Naissance d'un théâtre occidental

Par ailleurs, le XXe s. voit le développement du théâtre en Turquie. Dans ce domaine, la grande innovation est l'apparition, au début du siècle, d'actrices pour tenir les rôles féminins, jusque-là tenus par des hommes – ou par des Arméniennes – pour des raisons religieuses. Un théâtre national est créé en 1923. Les acteurs de la troupe Darülbedayi, fondée en 1913-1914, se dispersent pour animer de nouvelles troupes. Ceux qui restent dans la troupe initiale sont dirigés de 1916 à 1966 par Celâl Esat Arseven et forment en 1934 le Théâtre de la Ville d'Istanbul. Dans les grandes villes se constituent d'autres troupes privées, qui ne bénéficient pas du soutien de l'État. Enfin, en 1949, est fondé à Ankara un théâtre d'État, qui effectue des tournées à l'intérieur de la Turquie et à l'étranger. Toutes les troupes présentent aussi bien des œuvres classiques étrangères que des créations nationales, comme celles de Cevat Fehmi Baskut (1905-1971), d'Ahmet Muhip Dranas (né en 1909), de Güngör Dilmen Kalyoncu (né en 1930), de Haldun Taner (1915-1986), etc.
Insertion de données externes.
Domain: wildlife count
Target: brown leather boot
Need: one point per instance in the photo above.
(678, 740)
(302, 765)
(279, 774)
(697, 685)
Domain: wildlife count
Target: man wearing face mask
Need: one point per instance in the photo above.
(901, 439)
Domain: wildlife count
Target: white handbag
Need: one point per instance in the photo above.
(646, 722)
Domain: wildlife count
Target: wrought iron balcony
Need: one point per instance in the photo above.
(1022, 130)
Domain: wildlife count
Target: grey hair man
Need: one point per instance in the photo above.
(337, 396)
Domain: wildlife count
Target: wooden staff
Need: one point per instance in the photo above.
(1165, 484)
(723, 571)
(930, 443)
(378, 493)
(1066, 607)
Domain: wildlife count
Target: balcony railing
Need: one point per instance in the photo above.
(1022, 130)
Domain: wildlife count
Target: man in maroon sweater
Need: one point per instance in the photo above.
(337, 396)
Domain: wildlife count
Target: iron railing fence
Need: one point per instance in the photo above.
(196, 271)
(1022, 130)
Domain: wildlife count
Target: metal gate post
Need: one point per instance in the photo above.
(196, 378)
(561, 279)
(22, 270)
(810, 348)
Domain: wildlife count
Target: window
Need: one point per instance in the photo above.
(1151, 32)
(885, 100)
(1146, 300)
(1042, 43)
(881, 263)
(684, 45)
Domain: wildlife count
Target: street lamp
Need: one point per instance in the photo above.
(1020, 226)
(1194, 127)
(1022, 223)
Marquée par la disparition (1979) de Musin Ertugrul, la vie théâtrale est essentiellement représentée par Basar Sabuncu (né en 1943), qui exploite le thème de l'aliénation, Vasif Öngören (1938-1984), qui prône un théâtre brechtien, Mehmet Baydur (1951-2002), Murathan Mungan (né en 1955) et de nombreux dramaturges de l'absurde.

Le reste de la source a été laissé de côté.